Our mission statement rests on two assumptions: that dignity can be restored and community can be created where people are both empowered and connected. Empowered by being equipped with the skills and resources they need to find a way out of homelessness, and connected by belonging to a community that will support their recovery.
Whether someone is a refugee who has been forced to flee their country, or a rough sleeper wandering the streets of London, what exacerbates the trauma of poverty is its capacity to disempower and disconnect. These are the twin invisible wounds that many homeless people carry within them every day.
In 2018 28,855 people were seen rough sleeping on the streets of London and yet, festering beneath the surface of statistical headlines are human stories of a different kind of catastrophe.
To have nowhere to go to is a crisis of resource. But to have no one to turn to is a crisis of community. This double impact tears at the heart of what it means to tackle both the causes and consequences of homelessness.
The Wound of Disempowerment
To be poor is to lack power. Whether that power is administrative, relational or material, wherever you find the marginalised, you inevitably encounter the disempowered. Rough sleeping is a painfully visible wound in our city. It is destitution standing on its head, crying out for attention. It is visible because it is the consequence of every other safety net failing a person. An ex-businessman who I met at our homeless drop-in once lamented: “I finally found myself in a situation that I couldn’t talk my way out of, think my way out of, or buy my way out of”.
To be poor is to lack the dignity of power. It is to depend on everyone for everything and to feel that you contribute nothing to anything. It is to hit rock bottom and to run out of options. Restoring dignity is never less than helping people to regain power by accessing resources. Sometimes this means getting free stuff but often this means learning new skills.
And yet this is still only the tip of the iceberg. Homelessness is a symptom of a deeper disease.

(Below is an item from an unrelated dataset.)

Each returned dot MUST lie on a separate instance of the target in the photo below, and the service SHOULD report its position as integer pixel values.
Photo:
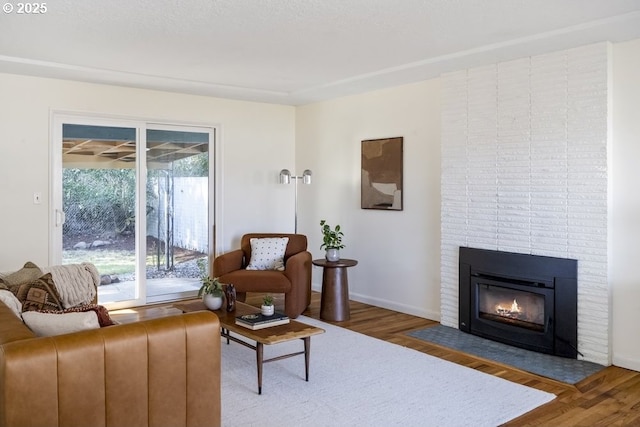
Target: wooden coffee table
(267, 336)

Rough sleeping, in all its brutal drama, is still only a surface wound.
The Wound of Disconnection
To be poor is to lack people. I have personally spent over a decade, sitting alongside the homeless, naively seeking a diagnosis of how it all goes wrong. People are complicated and causes are complex. However, the closer you get to anyone who is hurting, the more visible hidden wounds become. A resounding and heart-breaking theme that runs through the majority of stories I have heard, is that people run out of friends long before they run out of money. To be poor is to run out of resources and to run out of relationships.
The Aftermath of Homelessness
When resources fail us, the aftermath can be severe. Resources, however, can be acquired and re-acquired (sometimes as quickly as they are lost). But when relationships fail us, the consequences are traumatic. Trust cannot be acquired, but only rebuilt and recovered over time.
When resources fail us the solutions are quantifiable: skills, advice, food, clothing, bricks and mortar. But when relationships fail us, we enter the chaotic world of beautiful essentials that money can never buy. This is the world of unscripted care, unfundable friendships, impromptu parties and ordinary people who want to be present in your life. This is the world of community. It is a world where the most important work you do is unseen, uncredited and uncaptured by outcomes. It is a world where people know your needs, but also remember your name. This is because community is not a means to something else – it is an end in itself.
In the heat of the American civil rights movement, activist Martin Luther King Jr wrote these stark words as fuel for a strategy that would earth his mammoth dream:
“the aftermath of non-violence is the creation of a beloved community”.
Dr Martin Luther King Jr
We need a vision much bigger than independent living and better policies in order to solve a nation’s housing crisis. The opposite of being homeless is not ‘getting housed’. It is true that governments have failed to invest in building enough homes. But it is also true that ordinary people, like you and I, have failed to invest in building relationships.
The aftermath of homelessness is not bricks and mortar, but the creation of a beloved community – a place to call home.